Once these things have been established, the penalties can start to add up. Typically, a DUI is considered a misdemeanor offense, but there are times when your DUI can be escalated to a felony. If someone is injured due to your actions, or if you are arrested with prior convictions of DUI, the DUI charges can become much more serious and may result in prison time in addition to the loss of your license.

DUI with injury

If you are convicted of a DUI that results in the injury of someone, then it becomes a much more serious situation. If you are in an accident while driving under the influence of either drugs or alcohol, then you can face either a misdemeanor or felony charge. To be convicted of a DUI that resulted in injury, the prosecutor of the case has to prove that you met three necessary factors.

  • You must have been in violation of California’s driving laws.
  • You acted in a negligent manner that was against the law while driving.
  • Your negligent actions directly led to another individual being injured.
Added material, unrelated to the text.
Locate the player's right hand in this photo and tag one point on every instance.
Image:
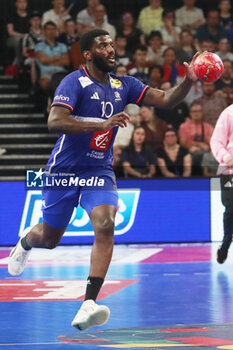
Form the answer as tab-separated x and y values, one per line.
119	119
To be in violation of California’s DUI laws, you have to be driving while your physical or mental abilities are impaired because of consuming alcohol, while under the influence of alcohol by either having a BAC of more than 0.08%, if you are 21 or over, or 0.01% if you are under the age of 21; while under the influence of a combination of drugs and alcohol.  Things differ if you are driving a commercial vehicle. If this is the case, it only needs to be proven that you had BAC level of over 0.04% or more if you are over the age of 21 as opposed to the usual 0.08%. It might also be the case that you can be charged with a DUI if you are taking prescription drugs that impair your ability to drive either physically or mentally.  If your blood concentration is over 0.08% no further evidence is needed to prove that you were driving impaired. You will be charged with DUI.

DUI with Priors

If you are driving in California, you should be aware that they have a ten year “look-back period.” That means that if you are arrested for DUI and have a prior record of driving under the influence of drugs or alcohol within the past ten years, then you will face increased penalties in court. Both the court and the DMV will consider your DUI a repeat offense.

Having DUI priors in your ten year “look-back period can affect the severity of:

  • Bail
  • Sentencing
  • Fines
  • Alcohol education classes
  • Suspension of drivers license
  • Jail time

Prior convictions include being found guilty of having a BAC of more than 0.08%, reckless driving that involved alcohol (wet-recklessness) or driving under the influence and causing an injury to someone else.  It is also possible to be charged with multiple DUIs even if you have not yet been convicted in a court of law. For instance, if you are arrested and charged with a DUI while awaiting trial for a second offense, making this arrest your third one, you can be convicted for multiple DUI’s if they all occur within the ten-year time span.  With each offense, the charges, fines, and penalties increase, which is why it becomes even more critical to seek proper legal representation.

DUI Manslaughter

California Penal Code 191.5(a) defines gross vehicular manslaughter as any incident where a defendant is driving while under the influence, engages in egregiously negligent acts and those acts result in another person’s death. To be charged with DUI manslaughter it must be shown that:

  • The driver was driving while intoxicated by either drugs or alcohol.
  • While driving impaired, the driver also committed another unlawful act that might have led to someone dying.
  • The driver acted with gross negligence by committing an infraction, misdemeanor or other unlawful act.
  • It was the driver’s gross negligence that directly led to the death of someone else.

Gross vehicular manslaughter is a felony charge and can result in the driver being sentenced to state prison for anywhere between four to ten years if found guilty. The state of California will also suspend your license if you are charged with gross vehicular manslaughter while under the influence.